Often times, they will jump in to help, taking unwanted items and helping in decision-making. Put together documentation about passwords, logins and things of that nature that may be difficult to obtain in your absence.
Start the process in a closet, where decision making is the easiest. Part with items that are no longer worn, are out of fashion or no longer fit. A word of warning: Do not begin with photographs or personal mementos. These items are often emotional triggers and are some of the hardest to deal with. They are best left for last, when the process is not quite so new and the learned behavior of parting ways with loved items is easier.
Move on then to the kitchen. Is entertaining still a lifestyle, or is a small dinner in with three or four friends more common? Evaluating the true need and usefulness of items in the kitchen does take some thoughtfulness and forward thinking.
Make gifts of family china and crystal to the younger generations in the family to enjoy. If interest is low, selling those items online at sites such as Replacements.com and eBay can be an excellent resource to make a bit of money. Consider gifting items that have been admired by friends and family — an oft-complimented vase will leave a far more lasting legacy than a bouquet of flowers.
No takers for your large items? Not uncommon, as children of the baby boomer generation typically are not interested in mom and dad’s furniture. The trends toward midcentury-modern styles and IKEA-type furniture have made the heavy mahogany and oak pieces less desirable.
Specialists in estate liquidation can help with larger quantities of items, vintage and collectable pieces, and designer items. Donation is also a viable choice. Donating is a win-win. The end game is fewer items in the home and a nice tax write-off for those who are able to itemize.
Every room in the house can be done with the previous methods and mindset. Keep in mind, always, that being a “pack rat” is a financial burden on the loved ones left behind. In the process of mourning a loss, the last thing anyone wants to think about is how they are going to make rent on a storage unit full of stuff, or how on earth they are going to clear out an entire home full of belongings.
The more items that can be pared down in preparation for the end, the greater gift that is left for our loved ones. Keeping only what is necessary versus what fills the cupboard should be the mindset.
Now, let’s discuss photos and memorabilia. For most, these are the most-difficult of all items to part with. As you begin to look at photos, ticket stubs and blue ribbons, there must be an inner monologue, and it should sound something like, “Does this mean anything to anyone else?” or, “Will anyone be happier or benefit from my saving this?”
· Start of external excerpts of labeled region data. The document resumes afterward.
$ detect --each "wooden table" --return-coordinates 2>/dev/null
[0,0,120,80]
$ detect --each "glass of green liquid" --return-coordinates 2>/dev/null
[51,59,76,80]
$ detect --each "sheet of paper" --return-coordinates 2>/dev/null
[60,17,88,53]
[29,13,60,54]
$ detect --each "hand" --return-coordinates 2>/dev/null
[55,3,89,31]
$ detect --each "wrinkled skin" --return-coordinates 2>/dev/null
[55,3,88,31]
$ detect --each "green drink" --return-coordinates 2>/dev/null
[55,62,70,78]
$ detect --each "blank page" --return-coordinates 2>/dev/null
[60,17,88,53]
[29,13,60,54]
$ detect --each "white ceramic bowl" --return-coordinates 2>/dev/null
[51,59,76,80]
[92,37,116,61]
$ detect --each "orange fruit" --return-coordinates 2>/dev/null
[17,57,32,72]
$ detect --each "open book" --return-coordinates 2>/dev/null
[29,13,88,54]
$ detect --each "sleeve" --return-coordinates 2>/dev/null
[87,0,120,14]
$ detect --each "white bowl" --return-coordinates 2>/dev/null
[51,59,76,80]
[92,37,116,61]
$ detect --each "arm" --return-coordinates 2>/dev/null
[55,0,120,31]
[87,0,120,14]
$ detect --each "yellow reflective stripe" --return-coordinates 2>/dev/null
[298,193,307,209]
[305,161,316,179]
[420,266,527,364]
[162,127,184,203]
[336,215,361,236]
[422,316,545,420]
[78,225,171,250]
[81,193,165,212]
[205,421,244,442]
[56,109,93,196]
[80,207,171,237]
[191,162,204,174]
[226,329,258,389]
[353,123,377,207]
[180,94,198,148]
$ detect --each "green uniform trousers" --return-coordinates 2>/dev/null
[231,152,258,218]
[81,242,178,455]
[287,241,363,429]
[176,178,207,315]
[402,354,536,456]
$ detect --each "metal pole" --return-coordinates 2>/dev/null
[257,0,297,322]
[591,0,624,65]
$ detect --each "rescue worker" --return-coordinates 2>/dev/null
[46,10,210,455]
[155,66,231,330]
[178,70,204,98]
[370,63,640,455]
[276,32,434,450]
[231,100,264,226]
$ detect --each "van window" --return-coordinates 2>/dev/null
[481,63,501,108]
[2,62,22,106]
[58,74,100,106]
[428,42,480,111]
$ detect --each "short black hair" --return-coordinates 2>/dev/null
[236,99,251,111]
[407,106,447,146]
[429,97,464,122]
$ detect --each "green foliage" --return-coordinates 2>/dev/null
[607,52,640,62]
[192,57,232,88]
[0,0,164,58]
Often times, photos are old and no one remembers any longer who is in them, or maybe we still have the second-place ribbon from when Aunt Fran won the pie baking contest in 1932. These are the types of items that, with a little deep thought, you should be able to either hand off to a family member or perhaps just part with altogether.
There is a fantastic read on this subject, highly recommended if you wish to further delve into it. “The Gentle Art of Swedish Death Cleaning: How to Free Yourself and Your Family from a Lifetime of Clutter” by Margareta Magnusson is an invaluable resource to get you started on the journey to simplify the process. Your family will thank you.